Guilherme Almeida

Personal information
- Full name: Guilherme Almeida Augusto
- Date of birth: 29 January 1993 (age 32)
- Place of birth: Osasco, Brazil
- Height: 1.85 m (6 ft 1 in)
- Position(s): Centre back

Team information
- Current team: Águia de Marabá

Youth career
- 2006–2011: Portuguesa
- 2011–2012: Palmeiras
- 2012–2013: São Paulo

Senior career*
- Years: Team / Apps / (Gls)
- 2013–2014: Avaí / 0 / (0)
- 2014: → Tokyo Verdy (loan) / 0 / (0)
- 2015–2016: Portuguesa / 21 / (1)
- 2017: CRAC / 4 / (0)
- 2018: São Paulo-RS / 0 / (0)
- 2019–: Águia de Marabá / 17 / (1)

= Guilherme Almeida =

Brazilian footballer (born 1993)

Guilherme Almeida Augusto (born 29 January 1993), known as Guilherme Almeida or simply Guilherme, is a Brazilian footballer who plays for Águia de Marabá as a central defender.

==Club career==
Born in Osasco, São Paulo, Guilherme represented Portuguesa, São Paulo and Palmeiras as a youth. In 2013, he moved to Avaí, but failed to make a first team appearance for the club.

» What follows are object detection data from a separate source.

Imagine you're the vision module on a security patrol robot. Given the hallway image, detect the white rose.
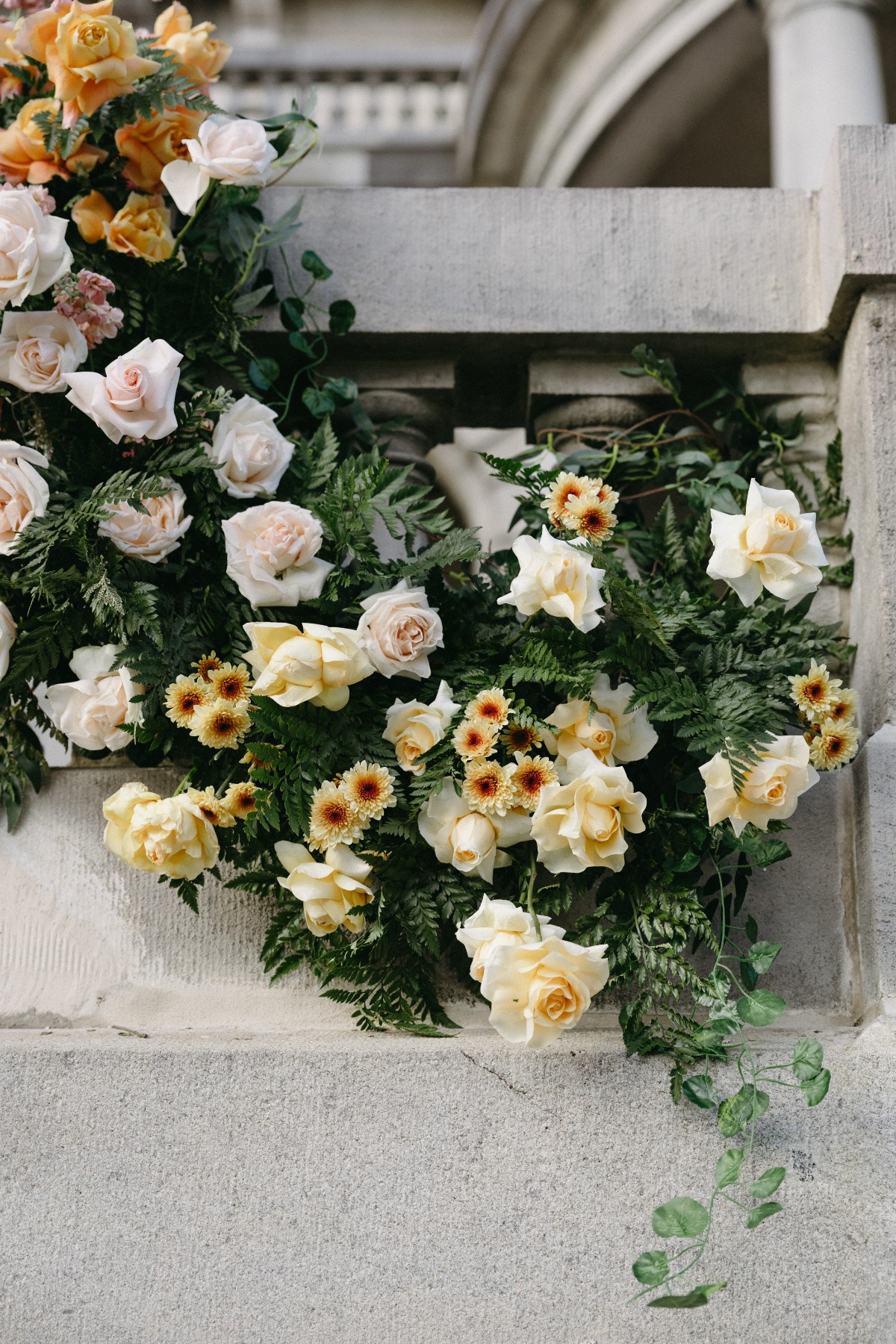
[0,187,71,308]
[0,312,87,393]
[545,672,657,765]
[161,116,277,215]
[222,501,333,606]
[383,682,461,774]
[706,481,827,606]
[457,897,565,980]
[498,527,605,632]
[102,783,217,882]
[532,751,647,872]
[66,336,184,444]
[97,481,193,564]
[482,938,610,1048]
[47,644,144,751]
[358,579,445,682]
[700,735,818,836]
[0,444,50,555]
[0,602,19,682]
[243,621,373,709]
[274,840,373,938]
[417,778,531,882]
[205,396,296,500]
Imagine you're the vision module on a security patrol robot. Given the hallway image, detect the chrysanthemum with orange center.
[208,662,252,703]
[190,699,251,751]
[464,685,511,729]
[341,761,395,821]
[165,676,212,729]
[451,719,497,761]
[461,761,513,817]
[308,780,363,850]
[511,753,558,812]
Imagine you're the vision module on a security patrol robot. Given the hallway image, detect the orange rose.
[71,191,116,243]
[116,108,205,191]
[0,98,106,187]
[102,191,175,262]
[46,0,158,119]
[153,0,232,84]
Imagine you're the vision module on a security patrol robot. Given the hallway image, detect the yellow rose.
[116,108,205,192]
[105,191,175,262]
[46,0,158,117]
[0,98,106,187]
[153,0,232,84]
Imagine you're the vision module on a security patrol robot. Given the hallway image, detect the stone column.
[763,0,886,191]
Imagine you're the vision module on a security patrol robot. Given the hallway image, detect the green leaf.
[750,1166,787,1199]
[681,1074,723,1110]
[652,1195,709,1236]
[747,1200,785,1227]
[632,1251,669,1287]
[715,1148,744,1189]
[799,1068,830,1106]
[747,942,780,976]
[735,989,787,1027]
[647,1280,728,1310]
[792,1036,825,1083]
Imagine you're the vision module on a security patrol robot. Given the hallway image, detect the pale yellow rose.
[482,937,610,1048]
[532,751,647,872]
[274,840,373,938]
[102,783,217,882]
[243,621,373,709]
[700,735,818,836]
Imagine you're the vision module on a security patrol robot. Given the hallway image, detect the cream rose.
[0,187,71,308]
[358,579,445,682]
[498,527,605,632]
[222,500,333,606]
[102,783,217,882]
[69,340,184,444]
[700,735,818,836]
[383,682,461,774]
[243,621,373,709]
[205,396,296,500]
[544,672,657,765]
[47,644,144,751]
[482,938,610,1048]
[0,444,50,555]
[0,312,87,393]
[706,481,827,606]
[417,778,531,882]
[0,602,19,682]
[161,116,277,215]
[532,751,647,872]
[457,897,565,980]
[274,840,373,938]
[97,481,193,564]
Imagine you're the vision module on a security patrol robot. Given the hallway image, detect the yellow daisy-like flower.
[451,719,497,761]
[165,676,212,729]
[809,719,859,770]
[220,780,258,817]
[187,783,237,827]
[787,659,842,723]
[511,751,558,812]
[464,685,511,729]
[461,761,513,817]
[190,699,251,751]
[308,780,363,850]
[341,761,395,821]
[208,662,252,702]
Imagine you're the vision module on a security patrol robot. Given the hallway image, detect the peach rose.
[46,0,160,125]
[0,98,106,187]
[67,337,184,444]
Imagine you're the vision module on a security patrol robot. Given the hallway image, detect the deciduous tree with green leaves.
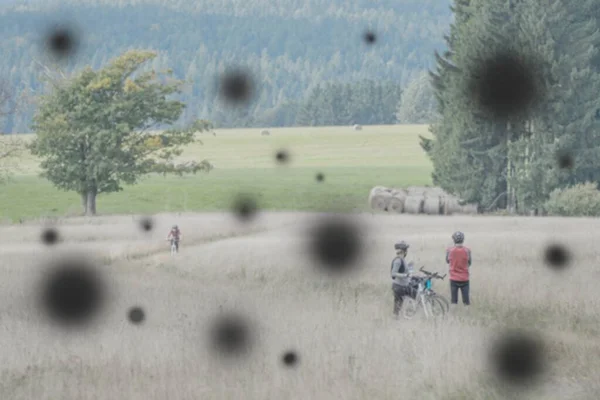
[29,50,211,215]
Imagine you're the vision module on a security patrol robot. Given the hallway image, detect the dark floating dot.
[544,244,571,270]
[233,194,258,222]
[556,152,574,169]
[309,217,362,273]
[491,332,544,385]
[40,258,105,326]
[281,351,298,367]
[42,228,59,245]
[220,70,254,105]
[211,314,252,356]
[140,217,154,232]
[363,31,377,44]
[275,150,290,164]
[128,307,146,324]
[469,52,540,118]
[46,26,78,59]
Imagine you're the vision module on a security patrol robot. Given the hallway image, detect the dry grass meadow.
[0,212,600,400]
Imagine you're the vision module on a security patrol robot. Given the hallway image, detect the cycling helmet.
[394,240,410,251]
[452,231,465,243]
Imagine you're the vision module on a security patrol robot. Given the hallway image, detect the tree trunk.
[81,188,97,216]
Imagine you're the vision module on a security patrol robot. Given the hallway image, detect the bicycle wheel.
[427,296,446,317]
[402,297,419,319]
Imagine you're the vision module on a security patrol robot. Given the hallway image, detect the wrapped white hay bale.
[388,193,406,214]
[423,196,440,215]
[461,204,478,215]
[369,192,392,211]
[404,196,425,214]
[444,196,462,215]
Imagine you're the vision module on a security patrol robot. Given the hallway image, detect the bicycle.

In March 2014 Guilherme was loaned to Tokyo Verdy until December. He returned to Avaí after contributing with no minutes, and was subsequently released.

On 29 January 2015 Guilherme returned to his first club Portuguesa. He made his debut for the club on 28 February, starting and scoring his team's first in a 2–1 away win against Bragantino for the Campeonato Paulista championship.